I posted a possible hardware config to wikitech-l on 01/01/04 14:16.
- With the number of nodes increasing, replication traffic might be fairly
high (imagine mass undoing somebody's changes replicated to ten machines)
- encryption of replication traffic will drain the cpu, even a simple scp
does this- imagine the same for ten streams
A compressed SCP connection using blowfish cypher for English text between two AMD Athlon XP2200+ CPUs gives a throughput of 3.3Megabytes/sec. The majority of the load is on the sending machine. A dual Opteron 240 with a 64 bit optimised cipher algorithm can probably transfer 12Mb/sec or more.

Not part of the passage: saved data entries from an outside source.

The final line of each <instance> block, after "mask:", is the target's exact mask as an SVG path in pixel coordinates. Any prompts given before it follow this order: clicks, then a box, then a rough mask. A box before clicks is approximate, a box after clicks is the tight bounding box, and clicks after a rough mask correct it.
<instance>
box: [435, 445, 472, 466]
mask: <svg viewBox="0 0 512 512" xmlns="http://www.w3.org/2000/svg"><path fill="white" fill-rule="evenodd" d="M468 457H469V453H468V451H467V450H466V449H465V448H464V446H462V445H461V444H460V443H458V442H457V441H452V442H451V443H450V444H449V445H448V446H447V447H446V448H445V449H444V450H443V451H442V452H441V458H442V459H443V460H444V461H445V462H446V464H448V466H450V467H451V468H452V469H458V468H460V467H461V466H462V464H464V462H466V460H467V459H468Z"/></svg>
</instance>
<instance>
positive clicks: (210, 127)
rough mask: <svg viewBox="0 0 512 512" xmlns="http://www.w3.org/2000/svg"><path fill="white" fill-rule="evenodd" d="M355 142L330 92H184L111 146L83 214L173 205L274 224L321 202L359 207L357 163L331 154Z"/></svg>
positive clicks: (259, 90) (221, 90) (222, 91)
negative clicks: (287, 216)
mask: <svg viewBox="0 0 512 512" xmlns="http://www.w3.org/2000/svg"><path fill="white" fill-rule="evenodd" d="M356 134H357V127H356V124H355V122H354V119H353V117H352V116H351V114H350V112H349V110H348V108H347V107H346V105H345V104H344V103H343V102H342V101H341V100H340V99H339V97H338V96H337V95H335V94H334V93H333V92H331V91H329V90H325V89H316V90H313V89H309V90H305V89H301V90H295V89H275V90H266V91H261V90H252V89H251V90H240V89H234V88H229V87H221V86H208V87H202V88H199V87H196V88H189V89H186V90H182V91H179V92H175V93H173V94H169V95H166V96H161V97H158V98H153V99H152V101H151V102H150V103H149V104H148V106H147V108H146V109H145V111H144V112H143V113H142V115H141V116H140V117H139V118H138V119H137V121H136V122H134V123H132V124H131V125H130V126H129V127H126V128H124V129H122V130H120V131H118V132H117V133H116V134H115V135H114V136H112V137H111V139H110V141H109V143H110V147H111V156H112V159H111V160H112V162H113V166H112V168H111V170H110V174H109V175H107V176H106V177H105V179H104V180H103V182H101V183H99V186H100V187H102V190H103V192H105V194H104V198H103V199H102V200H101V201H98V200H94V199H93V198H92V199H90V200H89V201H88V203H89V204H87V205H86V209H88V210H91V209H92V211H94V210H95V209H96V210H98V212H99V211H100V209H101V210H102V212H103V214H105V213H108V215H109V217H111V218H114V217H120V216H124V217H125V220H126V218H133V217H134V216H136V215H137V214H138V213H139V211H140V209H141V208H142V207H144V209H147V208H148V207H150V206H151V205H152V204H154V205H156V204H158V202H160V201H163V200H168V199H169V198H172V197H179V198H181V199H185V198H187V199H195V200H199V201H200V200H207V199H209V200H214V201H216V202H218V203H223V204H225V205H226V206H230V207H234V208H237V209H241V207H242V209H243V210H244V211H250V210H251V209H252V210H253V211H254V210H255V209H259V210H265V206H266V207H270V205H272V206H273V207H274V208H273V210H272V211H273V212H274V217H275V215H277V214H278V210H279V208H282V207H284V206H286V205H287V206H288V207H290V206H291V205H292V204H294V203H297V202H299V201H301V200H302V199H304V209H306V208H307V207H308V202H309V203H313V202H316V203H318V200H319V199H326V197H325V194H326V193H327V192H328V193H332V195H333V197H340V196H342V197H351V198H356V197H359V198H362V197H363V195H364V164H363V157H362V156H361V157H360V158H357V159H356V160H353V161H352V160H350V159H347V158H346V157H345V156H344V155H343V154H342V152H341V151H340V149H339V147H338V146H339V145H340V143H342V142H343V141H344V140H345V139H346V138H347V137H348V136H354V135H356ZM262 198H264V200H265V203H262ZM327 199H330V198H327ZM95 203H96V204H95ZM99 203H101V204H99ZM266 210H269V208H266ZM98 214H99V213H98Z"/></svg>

If no single machine is critical and machines are widely separated, we would not even need to worry whether the machines are equipped with UPS or redundant supplies.
If the switchover is quick, this would be perfect- no need for separate backups and so on.
To get an idea of the hardware requirements it would be nice if somebody could install all of wikipedia on a cheap box and do some load testing on it ( if possible with replication).
I agree.
Running the fine-grained database (article database, not media, graphics) from ramdisk could eliminate I/O blocking and wear on hard drives possibly increasing performance by a massive degree. We should really experiment with this.
Do we have means to replay typical wikipedia activity from a log file? I am thinking of a PERL script which reads a real wikipedia common log file replaying the same load pattern at defineable speeds.
If someone has a pre-configured server image and some real log files, I can do this.
I have already written a simple PERL script which can be modified to replay server load in real time from log files.